Les allers et retours
de M&D entre le Maroc et la France commencent. Jamal est permanent dans
une structure d'insertion à Gap. Toutes les actions sont fondées sur
le bénévolat.
Dès lors, les actions
d'électrification se poursuivent mais il faudra attendre 1992 pour qu'un
projet de taille, portant sur de 13 villages, se mette en place. A cette
occasion, s'élaborent les règles inspirées de la démarche participative.
La première association
villageoise est créée en 1992 à Imgoun. Elle est en charge de construire
le dispensaire avec le financement des immigrés (150.000 DH) et de réhabiliter
l'école primaire à l'occasion d'un chantier de jeunes venant des Alpes
de Hautes Provence. Ces actions servent d'exemple et stimulent la création
d'autres associations. La liste des villages qui demandent à être électrifiés
s'allonge et l'activité de M&D s'accélère, la structure commence même
à recruter ses premiers salariés.
Treize
ans plus tard, M&D a soutenu les projets d'électrification de 120 douars
dans quatre provinces du sud du Maroc : Taroudannt, Tata, Ouarzazate
et le Haouz de Marrakech. M&D a de plus contribué à la mise en place
du PERG, Programme national d'Electrification Rurale Global, qui a pour
objectif de couvrir la totalité du territoire en 2010.
A travers tous ces
projets, M&D a pu mesurer l 'efficacité d'une participation commune,
français et immigrés, ainsi que la valeur des échanges qui en résultaient.
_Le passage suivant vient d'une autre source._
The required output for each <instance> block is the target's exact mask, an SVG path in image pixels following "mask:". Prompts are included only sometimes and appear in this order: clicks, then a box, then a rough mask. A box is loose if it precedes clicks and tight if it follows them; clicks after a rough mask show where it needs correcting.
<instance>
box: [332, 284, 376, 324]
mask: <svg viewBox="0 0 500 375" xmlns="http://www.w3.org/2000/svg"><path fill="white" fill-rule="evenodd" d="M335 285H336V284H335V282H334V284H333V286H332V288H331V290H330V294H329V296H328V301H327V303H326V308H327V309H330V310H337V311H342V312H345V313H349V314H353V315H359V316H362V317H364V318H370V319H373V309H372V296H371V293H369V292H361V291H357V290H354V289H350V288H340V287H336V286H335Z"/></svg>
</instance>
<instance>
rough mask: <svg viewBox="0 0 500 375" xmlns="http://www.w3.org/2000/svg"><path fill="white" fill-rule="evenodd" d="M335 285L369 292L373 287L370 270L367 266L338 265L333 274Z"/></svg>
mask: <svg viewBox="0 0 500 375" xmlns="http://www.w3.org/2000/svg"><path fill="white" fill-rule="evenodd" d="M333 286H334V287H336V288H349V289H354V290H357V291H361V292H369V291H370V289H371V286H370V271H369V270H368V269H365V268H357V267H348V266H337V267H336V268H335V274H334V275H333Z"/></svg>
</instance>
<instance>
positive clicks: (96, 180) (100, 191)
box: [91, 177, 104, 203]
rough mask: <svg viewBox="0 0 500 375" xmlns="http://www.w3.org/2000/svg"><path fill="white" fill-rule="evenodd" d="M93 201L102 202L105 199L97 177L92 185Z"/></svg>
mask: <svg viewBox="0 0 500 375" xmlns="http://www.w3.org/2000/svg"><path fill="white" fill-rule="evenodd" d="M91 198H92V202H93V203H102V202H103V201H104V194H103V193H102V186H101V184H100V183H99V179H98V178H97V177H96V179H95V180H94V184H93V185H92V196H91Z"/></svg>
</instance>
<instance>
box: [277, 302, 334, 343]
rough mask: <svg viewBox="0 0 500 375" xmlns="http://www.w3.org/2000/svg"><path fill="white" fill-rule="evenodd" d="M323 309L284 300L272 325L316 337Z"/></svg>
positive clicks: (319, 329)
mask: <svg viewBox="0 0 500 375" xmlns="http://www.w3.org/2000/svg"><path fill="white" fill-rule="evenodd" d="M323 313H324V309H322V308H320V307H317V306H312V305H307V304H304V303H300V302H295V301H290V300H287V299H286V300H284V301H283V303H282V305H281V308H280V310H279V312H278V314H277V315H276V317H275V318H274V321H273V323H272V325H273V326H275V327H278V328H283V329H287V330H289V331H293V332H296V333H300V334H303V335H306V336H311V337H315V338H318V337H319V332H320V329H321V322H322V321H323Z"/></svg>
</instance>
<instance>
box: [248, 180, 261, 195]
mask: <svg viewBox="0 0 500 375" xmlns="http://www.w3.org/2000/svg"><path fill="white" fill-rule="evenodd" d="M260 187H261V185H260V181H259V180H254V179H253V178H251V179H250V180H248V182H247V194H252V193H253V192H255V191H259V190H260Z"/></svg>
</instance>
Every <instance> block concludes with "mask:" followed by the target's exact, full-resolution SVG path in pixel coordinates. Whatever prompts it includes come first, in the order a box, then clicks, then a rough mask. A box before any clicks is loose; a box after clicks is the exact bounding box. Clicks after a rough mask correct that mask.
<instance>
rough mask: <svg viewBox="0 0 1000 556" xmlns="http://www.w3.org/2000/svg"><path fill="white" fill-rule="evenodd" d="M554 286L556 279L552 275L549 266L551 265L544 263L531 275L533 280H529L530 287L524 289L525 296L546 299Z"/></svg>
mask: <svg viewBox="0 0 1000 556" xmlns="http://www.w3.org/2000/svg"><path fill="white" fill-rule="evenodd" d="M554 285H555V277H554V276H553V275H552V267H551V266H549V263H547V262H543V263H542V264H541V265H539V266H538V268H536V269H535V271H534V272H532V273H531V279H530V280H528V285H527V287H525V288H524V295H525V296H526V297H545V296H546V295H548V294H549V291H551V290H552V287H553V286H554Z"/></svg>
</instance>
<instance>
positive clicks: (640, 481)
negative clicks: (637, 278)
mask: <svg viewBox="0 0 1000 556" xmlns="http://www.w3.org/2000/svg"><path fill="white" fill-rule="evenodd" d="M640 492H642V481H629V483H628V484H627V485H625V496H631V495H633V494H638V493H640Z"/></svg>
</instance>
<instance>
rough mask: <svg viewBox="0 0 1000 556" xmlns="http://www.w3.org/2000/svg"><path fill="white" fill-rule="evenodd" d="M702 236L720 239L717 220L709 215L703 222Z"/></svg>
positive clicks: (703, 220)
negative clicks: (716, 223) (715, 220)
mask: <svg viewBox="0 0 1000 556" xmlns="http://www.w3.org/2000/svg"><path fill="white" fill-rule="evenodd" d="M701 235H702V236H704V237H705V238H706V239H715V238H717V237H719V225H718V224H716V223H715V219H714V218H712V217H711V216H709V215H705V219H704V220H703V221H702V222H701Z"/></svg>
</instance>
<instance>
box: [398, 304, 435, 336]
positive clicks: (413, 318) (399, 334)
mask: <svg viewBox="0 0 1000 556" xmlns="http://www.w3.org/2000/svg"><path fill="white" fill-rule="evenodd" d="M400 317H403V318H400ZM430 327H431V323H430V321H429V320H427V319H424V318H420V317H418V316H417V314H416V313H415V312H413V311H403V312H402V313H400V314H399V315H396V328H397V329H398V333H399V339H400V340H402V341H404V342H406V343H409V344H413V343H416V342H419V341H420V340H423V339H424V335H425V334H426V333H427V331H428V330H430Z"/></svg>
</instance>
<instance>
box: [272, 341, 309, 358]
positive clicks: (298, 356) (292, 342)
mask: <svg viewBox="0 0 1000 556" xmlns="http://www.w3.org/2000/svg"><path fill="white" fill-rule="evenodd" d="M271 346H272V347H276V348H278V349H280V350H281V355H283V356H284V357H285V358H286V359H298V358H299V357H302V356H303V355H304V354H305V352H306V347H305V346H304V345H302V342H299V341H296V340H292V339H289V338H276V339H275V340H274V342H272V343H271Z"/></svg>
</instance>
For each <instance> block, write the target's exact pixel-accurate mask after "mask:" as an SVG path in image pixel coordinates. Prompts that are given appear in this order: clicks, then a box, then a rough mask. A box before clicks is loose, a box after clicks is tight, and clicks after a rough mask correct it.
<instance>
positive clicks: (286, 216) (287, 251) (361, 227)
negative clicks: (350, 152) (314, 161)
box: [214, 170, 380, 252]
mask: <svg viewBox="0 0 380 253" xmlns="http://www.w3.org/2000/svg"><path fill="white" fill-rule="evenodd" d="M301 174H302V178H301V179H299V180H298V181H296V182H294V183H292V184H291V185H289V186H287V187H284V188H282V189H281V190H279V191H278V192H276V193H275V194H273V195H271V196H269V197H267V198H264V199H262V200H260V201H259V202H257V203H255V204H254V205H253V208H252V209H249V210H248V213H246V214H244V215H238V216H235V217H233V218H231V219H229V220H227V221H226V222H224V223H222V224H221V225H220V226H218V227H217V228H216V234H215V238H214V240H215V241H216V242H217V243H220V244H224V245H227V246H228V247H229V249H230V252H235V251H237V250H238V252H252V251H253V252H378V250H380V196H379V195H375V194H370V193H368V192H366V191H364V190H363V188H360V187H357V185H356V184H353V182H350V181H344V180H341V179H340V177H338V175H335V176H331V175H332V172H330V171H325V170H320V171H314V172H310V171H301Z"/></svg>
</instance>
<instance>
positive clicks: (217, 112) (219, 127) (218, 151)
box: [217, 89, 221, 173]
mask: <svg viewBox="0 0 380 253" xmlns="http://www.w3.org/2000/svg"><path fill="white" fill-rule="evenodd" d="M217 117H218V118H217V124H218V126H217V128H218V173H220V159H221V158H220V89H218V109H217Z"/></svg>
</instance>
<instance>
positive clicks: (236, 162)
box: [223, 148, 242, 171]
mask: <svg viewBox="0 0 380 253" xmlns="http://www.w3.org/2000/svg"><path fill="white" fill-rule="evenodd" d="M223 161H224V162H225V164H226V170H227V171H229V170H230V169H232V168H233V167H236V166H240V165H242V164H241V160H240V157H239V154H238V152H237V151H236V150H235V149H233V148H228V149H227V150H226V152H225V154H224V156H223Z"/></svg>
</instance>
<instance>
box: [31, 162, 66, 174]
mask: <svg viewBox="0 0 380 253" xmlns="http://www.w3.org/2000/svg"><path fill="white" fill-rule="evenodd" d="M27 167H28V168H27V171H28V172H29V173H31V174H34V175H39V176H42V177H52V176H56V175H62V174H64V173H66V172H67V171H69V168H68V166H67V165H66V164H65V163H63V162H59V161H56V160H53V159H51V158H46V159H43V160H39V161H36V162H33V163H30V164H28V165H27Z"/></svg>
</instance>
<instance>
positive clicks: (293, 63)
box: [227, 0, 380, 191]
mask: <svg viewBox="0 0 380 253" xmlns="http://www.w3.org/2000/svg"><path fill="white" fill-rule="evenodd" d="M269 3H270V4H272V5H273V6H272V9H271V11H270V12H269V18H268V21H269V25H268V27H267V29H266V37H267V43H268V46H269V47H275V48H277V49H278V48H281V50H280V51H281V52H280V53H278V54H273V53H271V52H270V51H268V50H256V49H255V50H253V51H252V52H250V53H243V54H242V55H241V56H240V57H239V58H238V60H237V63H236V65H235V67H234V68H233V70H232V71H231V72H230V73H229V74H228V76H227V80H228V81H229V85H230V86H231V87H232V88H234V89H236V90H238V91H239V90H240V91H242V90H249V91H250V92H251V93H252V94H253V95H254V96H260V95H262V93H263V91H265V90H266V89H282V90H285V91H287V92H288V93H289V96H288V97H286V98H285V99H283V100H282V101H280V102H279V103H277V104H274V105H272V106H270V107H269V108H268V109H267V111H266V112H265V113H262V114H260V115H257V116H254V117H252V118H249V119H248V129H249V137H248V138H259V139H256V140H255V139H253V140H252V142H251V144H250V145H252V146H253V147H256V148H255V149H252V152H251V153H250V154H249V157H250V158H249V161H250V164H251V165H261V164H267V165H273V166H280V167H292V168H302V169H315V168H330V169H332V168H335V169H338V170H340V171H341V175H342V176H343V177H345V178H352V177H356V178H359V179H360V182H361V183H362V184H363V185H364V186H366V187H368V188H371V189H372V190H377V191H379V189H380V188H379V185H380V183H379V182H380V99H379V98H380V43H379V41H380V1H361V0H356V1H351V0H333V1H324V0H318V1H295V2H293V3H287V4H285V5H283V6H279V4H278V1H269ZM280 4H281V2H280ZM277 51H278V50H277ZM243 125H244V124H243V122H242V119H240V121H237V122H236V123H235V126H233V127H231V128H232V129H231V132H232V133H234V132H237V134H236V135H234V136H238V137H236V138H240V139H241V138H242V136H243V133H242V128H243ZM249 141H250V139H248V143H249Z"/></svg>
Des personnes, qui s'ignoraient, ont appris à se connaître et à s'apprécier.
Aussi, l'association a-t-elle augmenté au fil des années le nombre de
projets associant développement et chantiers de jeunes, dans une perspective
d'échange entre les communautés. Ces chantiers, s'adressant autant à
de jeunes européens qu'à des jeunes issus de l'immigration, sont des
outils pour l'intégration en Europe. Supports de formation pour des
jeunes en échec scolaire ou en difficulté d'insertion professionnelle
ou à la recherche de leur identité, ces actions constituent, dans les
pays du Sud, un terrain privilégié pour mettre en valeur leurs capacités,
développer leurs compétences et mieux affronter les problèmes de leur
vie quotidienne en France.
En 2000, M&D définit
un nouvel axe de développement. Dans le cadre du Programme d'Action
Concertée de la Province de Taroudant, PACT, Migrations & Développement
introduit toute une gamme d'activités génératrices de revenus (mise
en place et suivi des chaînes de production de l'huile d'argane, du
safran, de l'huile d'olive…), un projet de tourisme solidaire rural
et développe dans le Sud marocain le programme européen de soutien à
la démocratie dans les pays méditerranéens, Méda démocratie.